The name of this visual disturbance is derived not from the Alaskan governor, but from Greek, "Palin" meaning "again," and "opsia" meaning "seeing."
The sufferers see afterimages, sometimes fleetingly "positive" ones true to the original, often protracted "negative" ones that invert what is actually there. The afterimages are usually accompanied by "visual snow."
The Palin from the land of actual snow seems to suffer from much the same syndrome in her political vision.
Palin starts with a fragment of truth, such as Obama having fleeting contact with a one-time radical who had since become a prominent professor.
Via the Sarah Syndrome, Obama becomes a big buddy of domestic terrorists.
And, without her ever having to say it, this stirs up the old stuff about him really being a Muslim.
"No, maam," McCain said. "He's a decent family man, citizen that I happen to have disagreements with on fundamental issues and that's what this campaign is all about."

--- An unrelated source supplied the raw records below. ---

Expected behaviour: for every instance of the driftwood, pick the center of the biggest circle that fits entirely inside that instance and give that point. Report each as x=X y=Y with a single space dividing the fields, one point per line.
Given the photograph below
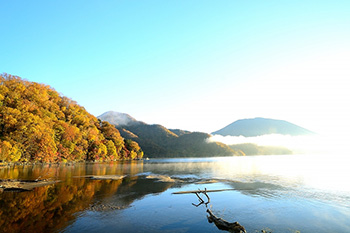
x=202 y=191
x=220 y=223
x=225 y=225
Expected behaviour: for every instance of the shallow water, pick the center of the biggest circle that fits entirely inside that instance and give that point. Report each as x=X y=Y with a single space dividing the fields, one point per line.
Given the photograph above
x=276 y=193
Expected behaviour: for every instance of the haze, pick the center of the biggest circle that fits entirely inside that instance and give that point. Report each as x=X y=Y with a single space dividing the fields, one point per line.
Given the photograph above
x=193 y=65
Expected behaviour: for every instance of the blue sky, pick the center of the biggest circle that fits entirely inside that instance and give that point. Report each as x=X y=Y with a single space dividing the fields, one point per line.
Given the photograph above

That from the McCain, who approves scurrilous TV campaign ads, who chose Palin as his running mate, who lets her continue stirring up justifications for people who do not own up to the real reason they dislike Obama.
That woman in Lakeville was not about to get up and say Obama, "is, uh, uh, he's black."
Not that all or even most supporters of McCain or Palin are racists. Some firefighters and cops whom I respect as much as anybody alive are big Palin fans, seeing her as a true representative of America's working people.
Obama's remark about people clinging to their guns and religion did not make it any easier for a liberal puke such as myself who finds much better company in a firehouse than a Manhattan cocktail party.
Obama is not the pal of terrorists that the Sarah Syndrome would have you believe.
I was originally alerted to the aptly named disorder by a researcher friend who cannot forgive the Bush administration for cutting funding to the point of driving a whole generation of researchers from science.
The future of science as well as the economy and health care and our two wars truly are fundamental issues of prime importance to all of us.
McCain is shaky on the economy in particular. And money trumps even race among enough voters to make the difference.
What the campaign is really all about for McCain is winning. Witness his choice of Sarah Palin in the first place.
Tina Fey made it seem hilarious. But, even Fey stops seeing the joke at the prospect of Palin becoming one aging heartbeat from the presidency.
Let's hope we do not get a hard lesson in Palin-ooops-ia!